- Country: Thailand
- Province: Chiang Mai
- Amphoe: Mae On

Population (2018)
- • Total: 2,445
- Time zone: UTC+7 (TST)
- Postal code: 50130
- TIS 1099: 502306

= Tha Nuea =

Tha Nuea (ทาเหนือ) is a tambon (subdistrict) of Mae On District, in Chiang Mai Province, Thailand.
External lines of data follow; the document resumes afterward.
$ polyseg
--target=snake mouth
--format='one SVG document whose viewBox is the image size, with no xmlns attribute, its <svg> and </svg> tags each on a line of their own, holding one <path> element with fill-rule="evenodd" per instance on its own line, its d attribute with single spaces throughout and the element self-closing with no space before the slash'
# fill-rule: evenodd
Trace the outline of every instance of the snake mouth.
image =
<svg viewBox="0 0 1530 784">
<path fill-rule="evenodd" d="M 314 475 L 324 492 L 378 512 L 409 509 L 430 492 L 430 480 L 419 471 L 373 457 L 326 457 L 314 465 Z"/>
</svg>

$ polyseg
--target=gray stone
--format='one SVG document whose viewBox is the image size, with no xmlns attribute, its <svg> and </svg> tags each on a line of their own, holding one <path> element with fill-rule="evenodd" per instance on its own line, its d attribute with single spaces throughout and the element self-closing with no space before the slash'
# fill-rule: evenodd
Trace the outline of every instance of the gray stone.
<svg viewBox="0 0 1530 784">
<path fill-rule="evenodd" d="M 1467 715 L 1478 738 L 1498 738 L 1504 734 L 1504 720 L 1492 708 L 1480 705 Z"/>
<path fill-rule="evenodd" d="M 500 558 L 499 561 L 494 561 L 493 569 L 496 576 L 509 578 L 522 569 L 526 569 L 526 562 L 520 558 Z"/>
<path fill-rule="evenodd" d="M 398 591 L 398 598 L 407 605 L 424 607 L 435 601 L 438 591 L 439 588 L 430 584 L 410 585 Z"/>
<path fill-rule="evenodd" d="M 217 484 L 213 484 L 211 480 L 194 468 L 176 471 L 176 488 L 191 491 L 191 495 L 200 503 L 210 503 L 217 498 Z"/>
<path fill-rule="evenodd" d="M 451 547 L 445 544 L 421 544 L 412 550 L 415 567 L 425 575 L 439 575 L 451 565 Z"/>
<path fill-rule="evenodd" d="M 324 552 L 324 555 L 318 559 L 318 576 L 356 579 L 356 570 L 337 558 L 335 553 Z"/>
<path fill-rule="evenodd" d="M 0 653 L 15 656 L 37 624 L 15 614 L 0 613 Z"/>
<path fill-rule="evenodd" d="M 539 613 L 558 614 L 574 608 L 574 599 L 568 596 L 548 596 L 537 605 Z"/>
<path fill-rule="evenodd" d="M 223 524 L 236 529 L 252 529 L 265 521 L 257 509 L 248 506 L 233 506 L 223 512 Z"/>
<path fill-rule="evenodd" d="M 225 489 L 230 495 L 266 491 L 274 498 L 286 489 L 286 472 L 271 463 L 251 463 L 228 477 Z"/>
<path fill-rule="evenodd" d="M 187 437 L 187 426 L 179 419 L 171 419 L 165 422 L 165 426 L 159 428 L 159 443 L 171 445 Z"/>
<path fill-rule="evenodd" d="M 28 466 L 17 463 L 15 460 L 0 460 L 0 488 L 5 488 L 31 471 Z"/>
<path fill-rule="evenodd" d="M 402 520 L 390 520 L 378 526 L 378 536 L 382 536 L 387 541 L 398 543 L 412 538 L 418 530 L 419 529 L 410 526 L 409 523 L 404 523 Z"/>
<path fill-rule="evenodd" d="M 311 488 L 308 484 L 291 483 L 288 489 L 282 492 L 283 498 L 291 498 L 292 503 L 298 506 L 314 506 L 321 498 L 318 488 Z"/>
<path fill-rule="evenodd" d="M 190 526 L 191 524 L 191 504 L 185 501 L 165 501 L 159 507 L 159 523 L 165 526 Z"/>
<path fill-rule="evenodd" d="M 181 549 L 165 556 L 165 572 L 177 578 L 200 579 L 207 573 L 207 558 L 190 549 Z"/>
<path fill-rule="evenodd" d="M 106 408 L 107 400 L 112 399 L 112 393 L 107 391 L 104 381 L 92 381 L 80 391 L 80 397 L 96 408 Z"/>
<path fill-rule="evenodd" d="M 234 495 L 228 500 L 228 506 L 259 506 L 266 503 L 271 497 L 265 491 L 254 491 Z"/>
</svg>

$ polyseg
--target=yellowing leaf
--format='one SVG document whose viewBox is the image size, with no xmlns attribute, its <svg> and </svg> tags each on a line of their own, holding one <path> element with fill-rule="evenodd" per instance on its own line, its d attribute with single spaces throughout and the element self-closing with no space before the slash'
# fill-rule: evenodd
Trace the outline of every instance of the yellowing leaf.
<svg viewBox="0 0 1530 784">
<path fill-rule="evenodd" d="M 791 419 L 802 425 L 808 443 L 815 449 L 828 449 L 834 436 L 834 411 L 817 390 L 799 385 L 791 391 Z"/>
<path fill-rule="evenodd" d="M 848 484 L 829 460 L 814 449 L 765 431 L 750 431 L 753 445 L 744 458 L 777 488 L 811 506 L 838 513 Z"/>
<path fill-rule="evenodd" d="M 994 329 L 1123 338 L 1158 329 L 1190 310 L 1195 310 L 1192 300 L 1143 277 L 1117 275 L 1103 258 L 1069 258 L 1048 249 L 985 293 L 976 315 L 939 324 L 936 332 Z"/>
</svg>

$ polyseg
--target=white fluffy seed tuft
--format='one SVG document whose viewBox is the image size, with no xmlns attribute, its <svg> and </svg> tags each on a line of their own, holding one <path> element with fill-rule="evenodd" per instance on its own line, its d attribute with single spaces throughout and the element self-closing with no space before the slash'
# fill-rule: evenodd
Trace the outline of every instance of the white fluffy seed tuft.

In 2018 it had a total population of 2,445 people.

==Administration==

===Central administration===
The tambon is subdivided into 5 administrative villages (muban).

| No. | Name | Thai |
|---|---|---|
| 01. | Ban Mae Takhrai | บ้านแม่ตะไคร้ |
| 02. | Ban Mai Don Kaeo | บ้านใหม่ดอนแก้ว |
| 03. | Ban Huai Bong | บ้านห้วยบง |
| 04. | Ban Pa Ngio | บ้านป่างิ้ว |
| 05. | Ban Huai Yap | บ้านห้วยยาบ |

===Local administration===
The whole area of the subdistrict is covered by the subdistrict administrative organization (SAO) Tha Nuea (องค์การบริหารส่วนตำบลทาเหนือ).